Finally, at the Royal Institution of Great Britain (RIGB), Lawrence's war came back to haunt him. During WWI, a sound-ranging section leader, Edward Andrade, had been forced to leave, as described by Lawrence in a letter to his father, ‘Andrade got jolly well kicked out of the show here as he became absolutely the limit. He … has got a bad kink in him somewhere. … the officers in his section refused to work with him any longer and told the colonel so’. 6 Now Andrade was in charge of the Royal Institution and it was imploding, with staff, managers, members and visitors all involved. Lawrence wrote to its President suggesting Andrade's removal, and the letter became public. Andrade resigned, and Lawrence was then reluctantly persuaded to accept leadership of the Institution. A number of Fellows of the Royal Society were outraged and refused to lecture at, or even attend, the Royal Institution. But again, as he had done elsewhere, and as his father had done at the RIGB some time before, Lawrence substantially resurrected the Institution's role and reputation, in research and in the public sphere (James and Quirke 2002).
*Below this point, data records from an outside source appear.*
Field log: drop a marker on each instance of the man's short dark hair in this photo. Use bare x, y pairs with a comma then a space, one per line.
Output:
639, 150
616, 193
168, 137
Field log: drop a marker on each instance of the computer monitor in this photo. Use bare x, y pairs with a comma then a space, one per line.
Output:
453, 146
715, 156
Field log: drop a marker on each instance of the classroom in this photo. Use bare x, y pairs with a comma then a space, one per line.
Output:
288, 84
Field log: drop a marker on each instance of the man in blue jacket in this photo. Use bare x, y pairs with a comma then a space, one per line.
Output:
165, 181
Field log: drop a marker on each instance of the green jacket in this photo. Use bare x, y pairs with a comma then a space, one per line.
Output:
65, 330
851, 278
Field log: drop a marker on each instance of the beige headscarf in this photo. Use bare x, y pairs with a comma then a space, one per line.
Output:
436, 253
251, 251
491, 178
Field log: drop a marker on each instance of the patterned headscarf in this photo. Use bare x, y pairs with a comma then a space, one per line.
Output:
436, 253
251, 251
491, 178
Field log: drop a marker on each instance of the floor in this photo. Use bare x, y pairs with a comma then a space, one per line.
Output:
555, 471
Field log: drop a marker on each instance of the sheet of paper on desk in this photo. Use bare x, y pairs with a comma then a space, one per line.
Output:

Sir David Phillips told me that Lawrence was diffident and insecure in personal relations and lacked social subtlety and skills, now recognised as a common outcome of traumatic war experience (Jenkin 2008, 443–4; Ekins and Stewart 2011, ch. 1; Raftery 2003, ch. 6). But at none of these institutions, or amongst his colleagues, have I found any indication that Lawrence was accorded understanding because of his wartime experience. The effects of war-trauma were very widely unrecognised. Throughout his life, Lawrence was also constantly confused with his father. He only rarely received the full recognition he deserved. However, in recent centenary celebrations of the achievements of father and son, great honour has finally come; at last.
Footnotes
1
The early parts of this paper are taken from my biography of William and Lawrence Bragg, which should be consulted for details and references (Jenkin 2008). The account of Lawrence's work in WWI carries its own references below. I thank Peter Buske, John Payne, Robin Prior, and two referees for helpful comments on early drafts of this paper.
2
It has not proved possible to include an account of William Henry Bragg's work in WWI; see Jenkin 2008, ch. 17.
3
A drawing of the electrical circuits involved is in ‘A treatise by Major R. H. Chapman on the calibration of guns and howitzers …’, UK War Office, 40WO8362, 1922, Plate 5, and a photo of the same is in Chasseaud 1999 plate XXII. Chasseaud 1990 has an account of the three French systems that were developed, including the TM or Telegraphic Militaire method that was widely adopted by the French army.
4
Eight from Rutherford's laboratory were Gray, Andrade, Darwin, Marsden, Nuttal, Robinson, Russell, and West.
5
The six microphones were placed 1.5km apart on a circular base of about 10km radius, facing the enemy, and about 3km behind the frontline. One or two observation posts were 1km in front of the microphones, which were all connected to the section's lorry/HQ/office further back.
6
W.L. Bragg to W.H. Bragg, 15 January 1917, Royal Institution MS WLB 37B/2/22.
Notes on contributor
John Jenkin was born, raised, and educated in Australia (BSc, PhD), held post-doctoral appointments in England and America, and then spent his career in physics and the history of science at La Trobe University in Melbourne, Australia. His research focussed on the electronic properties of materials (in physics), and on biography (in the history of the physical sciences). His major recent work is William and Lawrence Bragg, Father and Son (Oxford: OUP, 2008, 2011). He retired in 2000.